Monks among 30 people ‘brutally murdered’ by army in Myanmar monastery attack, insurgent group says

Anti-coup protesters walk through a market with images of ousted Myanmar leader Aung San Suu Kyi in Yangon, Myanmar (AP)
Anti-coup protesters walk through a market with images of ousted Myanmar leader Aung San Suu Kyi in Yangon, Myanmar (AP)

At least 30 people including monks have been brutally executed after soldiers burst into a monastery in Myanmar, resistance groups have claimed.

Myanmar has been plunged into chaos with a resistance movement fighting the military since a junta seized power two years ago.

Military forces launched airstrikes on the Nan Nein village on Saturday, the Karenni Nationalities Defence Force (KNDF) said.

The KNDF, one of several ethnic forces fighting the military government, said Myanmar troops entered the village after the shelling and executed villagers they found hiding inside a monastery, the KNDF said.

A graphic video released by the KNDF showed at least 21 bodies, including three in the orange robes worn by Buddhist monks, piled up outside.

Their bodies were riddled with gunshot wounds with bulletholes visible on the monastery walls.

A UN report released this month found that violence had intensified in northwestern and southeastern Myanmar due to the military’s “indiscriminate air strikes and artillery shelling, mass burnings of villages to displace civilian populations, and denial of humanitarian access.”

It came after soldiers rampaged through several villages, raping, beheading and killing at least 17 people, residents said, in the latest of what critics of the ruling military say are a series of war crimes since the army seized power two years ago.

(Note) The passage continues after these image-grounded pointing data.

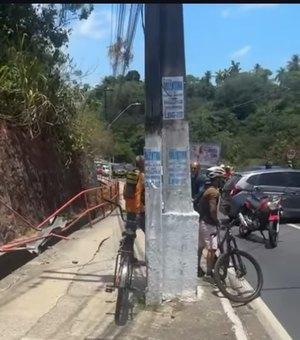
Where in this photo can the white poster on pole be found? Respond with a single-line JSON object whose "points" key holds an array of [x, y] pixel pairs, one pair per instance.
{"points": [[177, 167], [205, 153], [173, 97], [152, 167]]}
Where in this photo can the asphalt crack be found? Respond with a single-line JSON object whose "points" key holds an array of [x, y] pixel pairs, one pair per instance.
{"points": [[66, 293]]}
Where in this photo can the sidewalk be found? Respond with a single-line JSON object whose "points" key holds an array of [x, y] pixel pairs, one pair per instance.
{"points": [[61, 295]]}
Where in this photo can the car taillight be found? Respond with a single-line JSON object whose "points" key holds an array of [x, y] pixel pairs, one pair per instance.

Myanmar has been in turmoil since the military’s February 2021 seizure of power from the elected government of Aung San Suu Kyi prompted nationwide peaceful protests that security forces suppressed with deadly force. The violence triggered widespread armed resistance, which has since turned into what some UN experts have characterized as a civil war.

The army has been conducting major offensives in the countryside, including burning villages and driving hundreds of thousands of people from their homes. It has faced some of its toughest resistance in Sagaing, in Myanmar’s historic heartland.

Myanmar’s military has long been accused of serious human rights violations, most notably in the western state of Rakhine. International courts are considering whether it committed genocide there in a brutal 2017 counterinsurgency campaign that caused more than 700,000 members of the Muslim Rohingya minority to flee to neighboring Bangladesh for safety.